Le roman d'Henri IV, de Sully, d'Ollivier de Serres, ne s'est pas vérifié[4]. C'était le bon seigneur vivant sur ses terres, et traitant paternellement son paysan, par intérêt bien entendu. Ils avaient supposé que le loup se ferait berger. Mais le contraire arrive. Ce seigneur ne veut plus vivre qu'à la cour; il traîne là, à mendier une pension, pendant que sa terre dépérit et que ses gens jeûnent, maigrissent. Le paysan se donne au diable. Et la paysanne encore plus. Écrasée de grossesse, d'enfants qui ne naissaient que pour mourir, elle portait, plus que l'homme encore, le grand poids de la misère. J'ai dit au XVe siècle le triste cri qui lui échappait dans l'amour: «Le fruit en soit au Diable!» Et que lui servait, en effet, de faire des morts? ou, s'ils vivaient, d'élever pour le seigneur un misérable, un maladif, qui maudirait la vie et mourrait de faim à quarante ans?
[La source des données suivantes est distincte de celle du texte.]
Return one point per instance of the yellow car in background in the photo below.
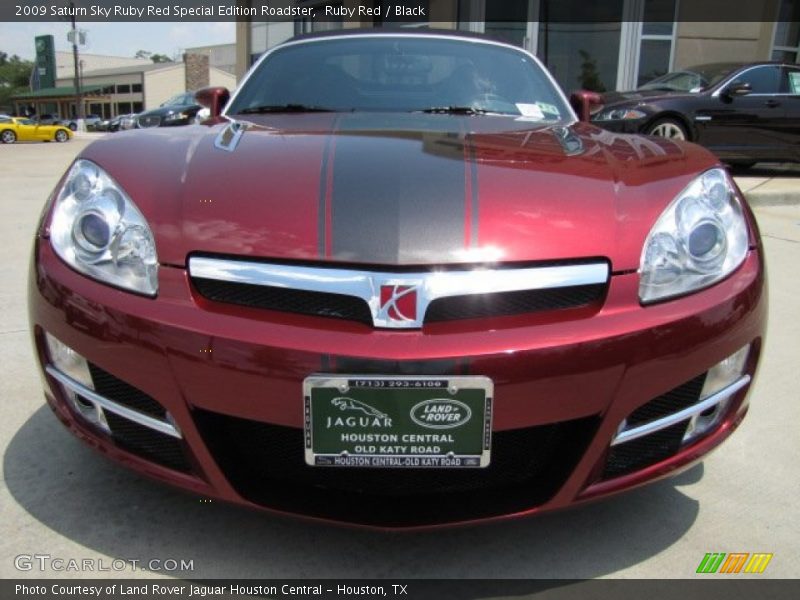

Lorsque la femme disait cela vers 1500, on vivait pour deux sous par jour. Combien plus le dira-t-elle en 1600, où on ne vit plus avec vingt sous! La mort devient un vœu dans cette misère. Mais il vaut mieux encore ne pas naître; c'est par tendresse pour l'enfant qu'on ne veut plus qu'il vienne au monde. La stérilité, qu'on pourrait appeler une mort préventive avant la naissance, est toute la pensée de ce temps.

Cela rend au Diable, vieilli, affaibli, discuté, une force immense d'expansion. Il est, avec les casuistes et les couvents, et en concurrence avec eux, le maître de la stérilité. Ce ne sont plus de sauvages bergers, de misérables serfs, qui viennent à lui timidement. C'est une foule mêlée, même de nobles et de belles dames (aux Pyrénées surtout) qui figurent à ses assemblées. L'évêque du sabbat est un seigneur avec qui le Diable, qui sait son monde, ouvre la danse. Prêtres et femmes de prêtres n'y manquent pas, et toute classe enfin y est représentée. Une de ces réunions, près Bayonne, compta douze mille âmes. Dès lors, plus de mystère. Tout le peuple était au sabbat.

CHAPITRE XVII
DU SABBAT AU MOYEN ÂGE ET DU SABBAT AU XVIIe SIÈCLE—L'ALCOOL ET LE TABAC
1615-1617

Je ne puis dire avec précision ce que fut le sabbat abâtardi du XVIIe siècle sans poser d'abord, dans son caractère original, le sabbat du Moyen âge, tel que je le vois en France. On sentira alors l'opposition, et on pourra mesurer le changement.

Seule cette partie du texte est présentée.